Winters here in Pennsylvania can be long, cold and dreary. Any activity that can break the monotony of the fifty thousand shades of gray in the bleak sky is most welcome. During last year’s particularly cold and snowy winter, my husband came up with one of those activities. It was such great fun that we have been enjoying it again this year. Here are some easy steps you can take to enjoy it too!
Collect small objects from around the house. Old keys and buttons, little toys, accessories and coins work well. Choose items of different textures, shapes and weights.
Place the objects into a container. We used a plastic sled, but any large container will do. A shallow one will work best.
We checked the temperature outside and it was 14 degrees, a perfect temperature for this activity!
Place the container outside and fill it with water.
WARNING: Watched water never freezes.
Send the kids to bed to dream icy dreams and check your container in the morning. (For added excitement, wish for snow!)
Now for the final and most exciting part of the activity…
Seriously, other than for the above photo op, we only let one child hold a hammer at a time. All other children stand back at a safe distance, are instructed in proper hammer use and are required to keep hammers below head level at all times. If you plan to try this at home, have a safe plan in place before you start letting hammers fly.
We began breaking up the ice outside.
We then moved it into the tub.
Some items were freed from the ice by hammers.

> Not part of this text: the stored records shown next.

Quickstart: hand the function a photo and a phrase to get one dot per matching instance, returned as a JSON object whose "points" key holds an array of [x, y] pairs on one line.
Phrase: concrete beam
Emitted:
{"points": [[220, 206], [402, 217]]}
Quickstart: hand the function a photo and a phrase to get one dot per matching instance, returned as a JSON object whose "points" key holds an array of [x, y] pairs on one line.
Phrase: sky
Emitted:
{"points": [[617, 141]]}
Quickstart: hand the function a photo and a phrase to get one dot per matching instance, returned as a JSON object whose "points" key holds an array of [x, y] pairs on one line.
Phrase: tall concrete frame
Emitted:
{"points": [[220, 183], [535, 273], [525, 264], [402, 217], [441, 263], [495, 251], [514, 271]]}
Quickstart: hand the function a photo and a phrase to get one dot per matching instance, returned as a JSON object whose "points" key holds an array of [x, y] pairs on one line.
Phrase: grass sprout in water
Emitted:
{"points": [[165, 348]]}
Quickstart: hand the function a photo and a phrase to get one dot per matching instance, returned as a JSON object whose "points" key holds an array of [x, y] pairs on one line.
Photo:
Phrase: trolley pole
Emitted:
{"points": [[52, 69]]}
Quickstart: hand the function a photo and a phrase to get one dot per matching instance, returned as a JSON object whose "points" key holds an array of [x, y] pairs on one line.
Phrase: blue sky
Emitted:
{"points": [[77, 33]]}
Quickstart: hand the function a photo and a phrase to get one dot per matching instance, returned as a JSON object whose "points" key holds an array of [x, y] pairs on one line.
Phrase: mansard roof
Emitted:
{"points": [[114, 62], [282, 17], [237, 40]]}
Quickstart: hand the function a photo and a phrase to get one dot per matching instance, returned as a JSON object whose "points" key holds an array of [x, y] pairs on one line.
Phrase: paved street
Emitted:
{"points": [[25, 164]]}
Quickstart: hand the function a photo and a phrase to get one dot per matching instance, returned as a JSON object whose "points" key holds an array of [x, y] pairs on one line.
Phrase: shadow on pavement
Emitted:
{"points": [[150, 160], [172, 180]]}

Others were melted with warm water.
Others melted on their own. The kids waited and watched until all items were free.
While this activity is fun and therapeutic (if you hate winter as much as I do),
there is also much to be learned.
*comparing size,shape and weight
*solids versus liquids
*reading a thermometer (We froze an old thermometer and read temp before and after)
*freezing point of water
*predicting which objects will sink and which will float
*observing the differences in the way the ice forms around different types of objects
*comparing melting time between objects melted on their own and those melted with warm water
*comparing seasons (couldn’t do this experiment outside in summer)
*Find places on a map or globe that are cold year round
*Discuss the north and south poles and the equator and how they relate to weather
*How would life be different for people who live in a cold climate year round? How would life be different for people who live where it is
*Write or draw what you observed during the activity
*Write about what climate you would like to live in and why
DISCLAIMER: All photos were edited to make my bathroom look less old and dirty than it is. If you have a nice bathroom, you might want to do the whole activity outside. And definitely take every precaution with kids and hammers!